Absent depuis six semaines, Marco Verratti a terriblement manqué aux amoureux du vice et du dribble utile. Au PSG, en revanche, l'absence de l'Italien n'a pas eu d'effet négatif sur les résultats. Comme quoi, tout change.

C'était un mardi. Le 3 novembre. Il faisait nuit. Paris jouait en noir, et Marco Verratti s'est bloqué la cheville, seul. On a craint le pire. Une fracture. Parce que la vie sans Marco Verratti, c'est comme décrire un arc-en-ciel à un daltonien : c'est nul. Et fade. Marco est sorti en pleurs. Nous aussi. C'était le Real Madrid en face, on se disait que le PSG allait se faire enfiler par les Espagnols. À l'instar de Pirlo, " No Verratti, no party ". Voilà plus d'un mois que l'Italien n'a plus fait un râteau devant sa surface. Plus d'un mois sans voir ses yeux bleus malicieux sur une pelouse. Un mois sans ses dribbles dans les petits périmètres, car, comme aime le rappeler Luc Sonor à propos de Glenn Hoddle, Verratti est de ceux " qui peuvent dribbler un éléphant dans un couloir ". Contre l'OL, Verratti se rapproche du pré. On va pouvoir sécher nos larmes.

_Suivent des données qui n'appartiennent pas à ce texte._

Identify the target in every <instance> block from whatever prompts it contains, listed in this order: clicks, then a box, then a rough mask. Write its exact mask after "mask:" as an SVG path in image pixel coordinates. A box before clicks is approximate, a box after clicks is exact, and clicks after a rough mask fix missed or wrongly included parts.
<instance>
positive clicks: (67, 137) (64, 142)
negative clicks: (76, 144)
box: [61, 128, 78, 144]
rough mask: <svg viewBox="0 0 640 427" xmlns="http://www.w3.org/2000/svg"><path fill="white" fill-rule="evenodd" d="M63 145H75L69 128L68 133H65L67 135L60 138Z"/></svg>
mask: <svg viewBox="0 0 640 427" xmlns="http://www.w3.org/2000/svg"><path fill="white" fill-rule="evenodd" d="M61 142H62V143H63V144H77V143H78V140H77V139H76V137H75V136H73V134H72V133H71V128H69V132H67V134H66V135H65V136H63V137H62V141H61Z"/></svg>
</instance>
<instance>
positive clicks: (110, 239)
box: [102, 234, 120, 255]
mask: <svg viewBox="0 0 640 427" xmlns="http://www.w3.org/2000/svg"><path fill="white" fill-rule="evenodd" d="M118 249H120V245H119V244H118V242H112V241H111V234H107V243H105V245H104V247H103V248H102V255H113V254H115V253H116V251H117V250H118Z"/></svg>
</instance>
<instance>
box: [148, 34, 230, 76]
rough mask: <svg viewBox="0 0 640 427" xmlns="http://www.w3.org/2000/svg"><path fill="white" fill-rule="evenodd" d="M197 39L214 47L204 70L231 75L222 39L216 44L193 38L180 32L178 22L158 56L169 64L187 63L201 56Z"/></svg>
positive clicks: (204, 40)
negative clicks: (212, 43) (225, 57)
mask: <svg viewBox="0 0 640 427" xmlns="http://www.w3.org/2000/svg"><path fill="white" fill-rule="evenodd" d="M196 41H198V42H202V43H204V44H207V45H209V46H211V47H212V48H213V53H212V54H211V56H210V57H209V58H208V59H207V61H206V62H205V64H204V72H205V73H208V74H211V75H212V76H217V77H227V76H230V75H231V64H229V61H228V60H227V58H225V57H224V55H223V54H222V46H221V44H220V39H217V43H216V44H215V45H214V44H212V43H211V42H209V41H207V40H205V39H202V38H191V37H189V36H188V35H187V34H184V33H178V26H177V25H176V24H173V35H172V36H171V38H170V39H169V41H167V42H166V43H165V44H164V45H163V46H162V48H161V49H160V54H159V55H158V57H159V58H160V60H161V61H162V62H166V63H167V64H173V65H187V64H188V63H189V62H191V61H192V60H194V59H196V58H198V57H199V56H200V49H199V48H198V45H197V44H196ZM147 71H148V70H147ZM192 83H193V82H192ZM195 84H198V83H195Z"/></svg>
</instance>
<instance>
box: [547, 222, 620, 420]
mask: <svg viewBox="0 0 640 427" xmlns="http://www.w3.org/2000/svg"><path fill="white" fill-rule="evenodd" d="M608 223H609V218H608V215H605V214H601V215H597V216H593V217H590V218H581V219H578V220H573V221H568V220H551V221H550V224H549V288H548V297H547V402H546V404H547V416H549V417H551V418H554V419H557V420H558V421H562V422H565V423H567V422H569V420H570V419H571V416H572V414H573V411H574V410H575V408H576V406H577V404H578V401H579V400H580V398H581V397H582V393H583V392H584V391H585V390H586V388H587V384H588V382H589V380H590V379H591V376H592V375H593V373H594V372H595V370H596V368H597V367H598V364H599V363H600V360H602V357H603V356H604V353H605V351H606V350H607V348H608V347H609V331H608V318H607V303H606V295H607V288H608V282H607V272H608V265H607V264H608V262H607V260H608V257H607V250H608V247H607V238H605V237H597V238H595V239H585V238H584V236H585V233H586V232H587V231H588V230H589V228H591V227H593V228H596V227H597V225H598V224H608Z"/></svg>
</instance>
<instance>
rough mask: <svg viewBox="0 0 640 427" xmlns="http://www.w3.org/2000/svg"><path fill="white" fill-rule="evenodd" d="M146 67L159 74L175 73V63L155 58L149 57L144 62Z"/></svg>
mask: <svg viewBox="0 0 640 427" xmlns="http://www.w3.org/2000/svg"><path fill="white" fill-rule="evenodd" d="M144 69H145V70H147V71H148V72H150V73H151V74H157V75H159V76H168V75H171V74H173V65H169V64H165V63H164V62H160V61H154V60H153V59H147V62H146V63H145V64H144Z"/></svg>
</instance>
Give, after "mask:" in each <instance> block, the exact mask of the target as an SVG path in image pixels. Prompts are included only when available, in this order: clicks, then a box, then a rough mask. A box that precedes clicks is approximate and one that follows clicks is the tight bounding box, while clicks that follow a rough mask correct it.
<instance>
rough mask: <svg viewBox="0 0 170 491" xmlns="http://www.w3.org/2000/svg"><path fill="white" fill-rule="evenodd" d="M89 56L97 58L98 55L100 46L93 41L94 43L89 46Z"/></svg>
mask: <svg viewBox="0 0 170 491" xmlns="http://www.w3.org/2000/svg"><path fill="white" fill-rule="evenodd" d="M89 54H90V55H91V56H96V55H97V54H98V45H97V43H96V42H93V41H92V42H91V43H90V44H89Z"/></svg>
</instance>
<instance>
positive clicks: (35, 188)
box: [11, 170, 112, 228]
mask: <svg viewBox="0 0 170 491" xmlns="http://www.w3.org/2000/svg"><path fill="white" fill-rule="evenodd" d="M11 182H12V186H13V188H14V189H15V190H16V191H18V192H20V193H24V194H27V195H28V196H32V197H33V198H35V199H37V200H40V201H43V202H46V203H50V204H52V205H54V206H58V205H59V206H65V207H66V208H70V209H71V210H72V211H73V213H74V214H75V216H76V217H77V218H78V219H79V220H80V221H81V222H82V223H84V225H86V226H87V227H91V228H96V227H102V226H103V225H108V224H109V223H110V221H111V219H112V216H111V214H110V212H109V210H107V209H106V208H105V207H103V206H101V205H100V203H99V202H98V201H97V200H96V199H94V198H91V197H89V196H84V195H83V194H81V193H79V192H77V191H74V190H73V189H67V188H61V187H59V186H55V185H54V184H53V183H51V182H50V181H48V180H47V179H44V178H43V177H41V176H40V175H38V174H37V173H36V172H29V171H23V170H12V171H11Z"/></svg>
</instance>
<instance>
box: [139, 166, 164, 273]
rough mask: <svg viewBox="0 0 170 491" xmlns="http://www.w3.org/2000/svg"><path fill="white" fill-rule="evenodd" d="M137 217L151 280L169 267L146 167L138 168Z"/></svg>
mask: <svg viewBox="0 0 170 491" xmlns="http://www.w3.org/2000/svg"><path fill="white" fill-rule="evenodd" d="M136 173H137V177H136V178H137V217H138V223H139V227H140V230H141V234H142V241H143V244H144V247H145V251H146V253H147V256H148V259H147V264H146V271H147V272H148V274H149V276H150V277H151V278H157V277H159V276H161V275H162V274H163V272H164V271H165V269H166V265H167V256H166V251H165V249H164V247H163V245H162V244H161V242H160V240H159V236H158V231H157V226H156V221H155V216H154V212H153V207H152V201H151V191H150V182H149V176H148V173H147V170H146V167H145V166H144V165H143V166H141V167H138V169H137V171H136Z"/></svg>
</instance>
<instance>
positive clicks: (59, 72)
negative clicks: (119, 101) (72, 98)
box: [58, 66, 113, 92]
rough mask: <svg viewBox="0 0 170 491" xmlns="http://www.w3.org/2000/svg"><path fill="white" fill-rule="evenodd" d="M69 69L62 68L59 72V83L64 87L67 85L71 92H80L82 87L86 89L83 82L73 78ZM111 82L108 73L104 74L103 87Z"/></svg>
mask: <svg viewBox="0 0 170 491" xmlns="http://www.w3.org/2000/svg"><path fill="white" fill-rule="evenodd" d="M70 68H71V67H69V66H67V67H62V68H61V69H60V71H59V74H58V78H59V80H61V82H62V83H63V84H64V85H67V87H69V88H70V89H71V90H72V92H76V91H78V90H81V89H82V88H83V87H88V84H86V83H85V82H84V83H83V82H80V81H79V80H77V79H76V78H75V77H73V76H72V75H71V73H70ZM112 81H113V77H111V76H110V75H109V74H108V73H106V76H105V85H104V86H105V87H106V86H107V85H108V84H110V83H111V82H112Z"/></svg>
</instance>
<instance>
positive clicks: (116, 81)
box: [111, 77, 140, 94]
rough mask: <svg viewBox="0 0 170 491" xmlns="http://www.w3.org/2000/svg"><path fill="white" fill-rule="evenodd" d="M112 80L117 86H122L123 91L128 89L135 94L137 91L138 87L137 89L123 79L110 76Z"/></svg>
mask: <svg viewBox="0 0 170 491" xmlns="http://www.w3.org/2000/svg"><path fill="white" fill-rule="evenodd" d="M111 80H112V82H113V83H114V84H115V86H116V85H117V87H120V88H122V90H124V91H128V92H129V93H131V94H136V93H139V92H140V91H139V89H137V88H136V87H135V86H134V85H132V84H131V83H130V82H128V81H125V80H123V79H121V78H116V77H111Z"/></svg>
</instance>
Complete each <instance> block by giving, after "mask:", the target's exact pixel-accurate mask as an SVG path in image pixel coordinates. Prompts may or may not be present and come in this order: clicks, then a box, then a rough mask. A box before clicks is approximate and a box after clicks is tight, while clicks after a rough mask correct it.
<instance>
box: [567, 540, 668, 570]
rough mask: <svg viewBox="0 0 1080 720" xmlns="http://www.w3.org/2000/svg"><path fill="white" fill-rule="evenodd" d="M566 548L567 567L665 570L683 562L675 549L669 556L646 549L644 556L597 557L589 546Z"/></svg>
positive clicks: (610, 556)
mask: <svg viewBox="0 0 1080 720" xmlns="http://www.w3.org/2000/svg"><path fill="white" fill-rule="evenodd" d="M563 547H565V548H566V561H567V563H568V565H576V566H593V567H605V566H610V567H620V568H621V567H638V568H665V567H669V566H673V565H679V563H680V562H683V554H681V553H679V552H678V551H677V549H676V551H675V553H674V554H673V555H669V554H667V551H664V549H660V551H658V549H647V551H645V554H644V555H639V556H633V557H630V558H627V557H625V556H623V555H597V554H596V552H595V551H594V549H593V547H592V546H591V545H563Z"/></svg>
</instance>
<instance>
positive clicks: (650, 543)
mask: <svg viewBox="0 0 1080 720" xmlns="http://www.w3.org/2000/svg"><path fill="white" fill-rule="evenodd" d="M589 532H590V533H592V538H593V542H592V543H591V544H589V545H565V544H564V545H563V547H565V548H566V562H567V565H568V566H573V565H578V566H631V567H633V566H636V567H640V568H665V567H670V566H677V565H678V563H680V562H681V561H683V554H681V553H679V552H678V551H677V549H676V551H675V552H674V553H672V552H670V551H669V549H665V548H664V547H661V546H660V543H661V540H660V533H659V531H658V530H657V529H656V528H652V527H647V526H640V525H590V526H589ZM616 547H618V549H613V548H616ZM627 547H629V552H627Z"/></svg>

" J'espère être là. Je me sens bien et j'ai retrouvé la forme. J'ai eu très peur au départ que ma blessure soit très grave et que j'ai quelque chose de cassé. En plus, il s'agissait de la première grosse blessure de ma carrière. Mais finalement, j'ai eu de la chance et j'ai pris le temps de bien me soigner ", a lâché l'Italien dans les colonnes du Parisien. En un mois, l'Italien a-t-il manqué au club de la capitale ? Aussi fou que cela puisse paraître, non. Pas tellement. Enfin, un peu. Depuis Madrid, l'équipe de la capitale a disputé sept matchs : six victoires, un nul. Le tout avec du jeu, parfois, comme face à Saint-Étienne, Toulouse ou Malmö. Alors que l'an dernier, la lumière s'éteignait à l'heure de jeu, quand Laurent Blanc décidait de remplacer l'Italien par Yohan Cabaye, cette année il n'en est rien. La faute à qui ? À Zlatan Ibrahimović, déjà, auteur de 8 buts et 4 passes décisives durant ce laps de temps. Pointé du doigt au cœur de l'automne, le Suédois a repris les choses en main, devenant peu à peu le maître à jouer parisien en l'absence de l'Italien, mais également de Javier Pastore (absent depuis le 21 octobre).